I'm not gonna put a spoiler alert around these comments, but fair warning that I talk about some specifics of Smile and It Follows (for anyone who cares):

I really have a different opinion of It Follows, which I think is a superb horror film. As far as Smile goes, I realize I focused solely on what I felt were its negative aspects; I agree that its jump scares were effective and the overall tone or atmosphere of the film was one of palpable dread. I just didn't feel it to be doing much new in terms of technique or thematics. It's a quite common trope in horror films for the protagonist who perceives the harmful force to in turn be perceived by others as suffering from mental health issues; so, I feel as though that subtext isn't particularly profound. It's not ineffective, but it's not novel either. In some ways, it's a close remake of another recent horror film, The Dead Center (not a great film by any stretch of the imagination, but decent), in which a clinical therapist working with patients suffering mental health issues encounters a strange entity inhabiting a patient's body and proceeds to (possibly) suffer his own mental health issues. At the risk of hammering this to death, there's an overhead shot in Smile of an ambulance arriving at the hospital that closely mirrors an overhead shot in The Dead Center of an ambulance arriving at a hospital.
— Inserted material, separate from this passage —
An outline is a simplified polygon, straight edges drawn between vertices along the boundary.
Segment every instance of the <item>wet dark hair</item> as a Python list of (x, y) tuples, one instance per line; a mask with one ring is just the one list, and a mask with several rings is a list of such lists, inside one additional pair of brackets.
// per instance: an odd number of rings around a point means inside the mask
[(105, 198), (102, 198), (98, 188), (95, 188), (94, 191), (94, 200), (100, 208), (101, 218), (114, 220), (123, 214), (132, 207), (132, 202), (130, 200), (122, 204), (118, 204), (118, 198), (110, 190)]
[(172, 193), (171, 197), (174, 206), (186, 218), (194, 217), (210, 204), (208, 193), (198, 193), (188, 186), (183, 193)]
I don't agree about the lack of atmosphere in It Follows, which I felt to be dripping with atmosphere--from the early sequence in the abandoned building when she first encounters the entity, to the eerie shots of figures who may or may not be the entity approaching her. To return to camera shots, there's a shot in Smile where the protagonist sees, through a window, a distant figure in the hospital courtyard, seemingly staring toward her, which I felt to be extremely similar to the sequence in It Follows when the protagonist sees a distant figure through a window across a campus courtyard slowly approaching her. I'd say that Smile actually borrows a lot from It Follows, from its cinematographic choices, to its foreboding atmosphere, to its moral dilemma (i.e. "to survive, I have to do this horrible thing").

I also felt like the adolescent camaraderie in It Follows was such a fresh approach to the scenario as opposed to the "no one believes me" scenario of Smile. I'm not sure what you mean by the overstated social commentary of It Follows, but I'm assuming it has something to do with the STI insinuations of the entity (i.e. kids have sex, bad things happen); please correct me if I'm wrong. Consequences for sexual transgression is another common trope in horror, but It Follows gets that out of the way early by staging it, front and center. It's not something we can read into the film but the explicit conceit of the film (I think a lot of critics were wrong to make that the thematic centerpiece). Personally, I think the more interesting social commentary has to do with the collapsing, and in some cases dilapidated, post-2008 Detroit infrastructure that the film takes for its mise en scène. What's following these kids seems less like the consequences of their sexuality than a manifestation of the futureless world they've inherited from their (mostly absent) parents. The consequence of sex isn't pregnancy--or, rather, not only pregnancy; it's the winnowing of opportunity and livelihood in a society where those things are already radically depleted.
 
Last edited:
I don't disagree with anything you said re Smile. My take is that it's entirely derivative, just extremely effective in its execution. I thoroughly enjoyed it.

I still struggle with what you say about It Follows though... while you praise it for the adolescent camaraderie, for me that gave it a sense of coziness that I found out of place or inconsistent with its other ambitions. Each to their own I guess. However the dilapidated urbanism, current generations being weighed down (followed) by the previous, that's all horror trope too (Candyman to name but one).